On Fri, Nov 25, 2016 at 4:34 PM, Michal Privoznik <mprivozn@xxxxxxxxxx> wrote:
On 25.11.2016 14:38, Roman Mohr wrote:
[...]
>
> 4) There libvirt domain description is not versioned
>
> I would expect that every time I update a domainxml (update from third
> party entity), or an event is generated (update from libvirt), that the
> resource version of a Domain is increased and that I get this resource
> version when I do a xmldump or when I get an event. Without this there is
> afaik no way to stay in sync with libvirt, even if you do regular polling
> of all domains. The main issue here is that I can never know if events in
> the queue arrived before my latest domain resync or after it.
>
> Also not that this is not about delivery guarantees of events. It is just
> about having a consistent view of a VM and the individual event. If I have
> resource versions, I can decide if an event is still interesting for me or
> not, which is exactly what I need to solve the syncing problem above.
> When I do a complete relisting of all domains to syn, I know which version
> I got and I can then see on every event if it is newer or older.
>
> If along side with the event, the domain xml, the VM state, and the
> resource version would be sent to a client, it would be even better. Then,
> whenever there is a new event for a VM in the queue, I can be sure that
> this domainxml I see is the one which triggered the event. This xml is then
> a complete representation for this revision number.
I recall some people asking for this. Basically, they were worried about
somebody from outside could manipulate their XMLs without them knowing.
Frankly I don't recall what was our answer to that.
Having a version number in live XML makes sense. However, it makes less
sense for config XML - there would be no way how to start with version
#0 once I've edited the file.
I think it would be very beneficial to have it on the config file too. Think about the resource version as opaque data which can be used by libvirt to see if the domain xml update contains the same resource number which libvirt sees.
So if you want to be sure that you are updating the domain xml from the latest state, you pass in the resource version of your cached domain xml view. If the version is still the same inside of libvirt, libvirt updates the domain xml and increases the resource version. If it has changed in the meantime, it rejects the update and the client can re-fetch the latest state and try again. For classic update mode, just don't pass in the resource version as a client and libvirt can then just update the domain xml like always. This is pretty much the same principle like described in [1].

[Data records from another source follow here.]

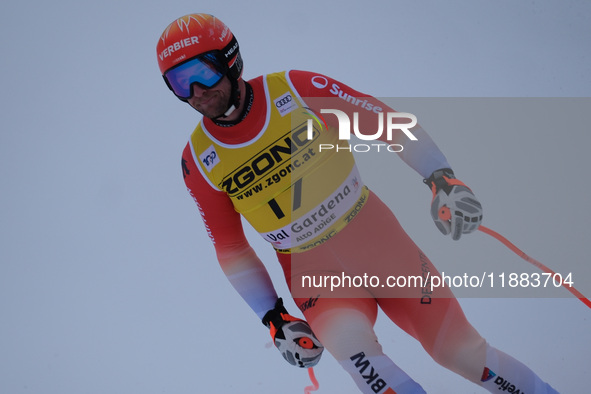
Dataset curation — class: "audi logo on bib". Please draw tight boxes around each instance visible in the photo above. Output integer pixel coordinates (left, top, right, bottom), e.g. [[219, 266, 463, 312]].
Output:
[[273, 92, 298, 116], [275, 95, 293, 108]]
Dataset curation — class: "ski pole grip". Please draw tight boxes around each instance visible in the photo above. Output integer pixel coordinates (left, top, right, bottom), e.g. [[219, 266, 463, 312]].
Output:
[[439, 205, 451, 221]]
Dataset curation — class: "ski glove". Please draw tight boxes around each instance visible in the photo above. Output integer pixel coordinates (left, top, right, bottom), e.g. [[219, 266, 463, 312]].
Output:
[[423, 168, 482, 240], [263, 298, 324, 368]]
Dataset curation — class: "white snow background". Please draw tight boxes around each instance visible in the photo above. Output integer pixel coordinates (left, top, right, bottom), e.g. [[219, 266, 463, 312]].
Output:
[[0, 0, 591, 394]]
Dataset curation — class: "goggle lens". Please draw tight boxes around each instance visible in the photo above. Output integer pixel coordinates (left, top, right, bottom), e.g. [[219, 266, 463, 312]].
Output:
[[164, 53, 225, 100]]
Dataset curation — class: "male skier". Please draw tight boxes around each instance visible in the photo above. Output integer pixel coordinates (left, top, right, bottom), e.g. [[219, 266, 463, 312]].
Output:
[[157, 14, 556, 394]]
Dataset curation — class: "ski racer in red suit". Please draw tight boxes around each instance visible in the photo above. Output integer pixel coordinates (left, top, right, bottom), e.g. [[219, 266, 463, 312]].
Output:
[[157, 14, 556, 394]]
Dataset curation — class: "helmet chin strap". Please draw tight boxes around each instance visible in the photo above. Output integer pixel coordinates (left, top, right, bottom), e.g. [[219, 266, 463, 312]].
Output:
[[213, 78, 241, 120]]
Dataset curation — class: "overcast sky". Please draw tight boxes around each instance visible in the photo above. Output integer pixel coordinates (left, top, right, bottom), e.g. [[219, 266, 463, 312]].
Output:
[[0, 0, 591, 394]]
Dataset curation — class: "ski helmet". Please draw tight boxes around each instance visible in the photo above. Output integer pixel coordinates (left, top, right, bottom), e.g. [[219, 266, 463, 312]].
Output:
[[156, 14, 242, 108]]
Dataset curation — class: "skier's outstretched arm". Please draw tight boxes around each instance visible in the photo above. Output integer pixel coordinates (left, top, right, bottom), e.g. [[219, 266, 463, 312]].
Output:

What is the rationale for this?
I am mostly operating on cached views on libvirts data in combination with events. If, on listing resources and on events, I get a domain xml with a resource version and the Domain state, I have a full snapshot of the Domain, which I can put into a cache or queue. Then syncing with libvirt based on events and initial listing is possible. Otherwise I can never be sure if my view of libvirt is out of sync.
When I then process an event I can process it based on the consistent snapshot view of the Domain and update the domain xml. If something has changed in the meantime, the update of the domain xml will fail and I can recheck and retry. Even better: In most cases the event does not need retries, because a newer event is already in the queue with the new Domain view which caused the update to fail.
Finally it allows consistent incremental Domain state and description updates which can be sent to third parties without periodic refetching of all resources.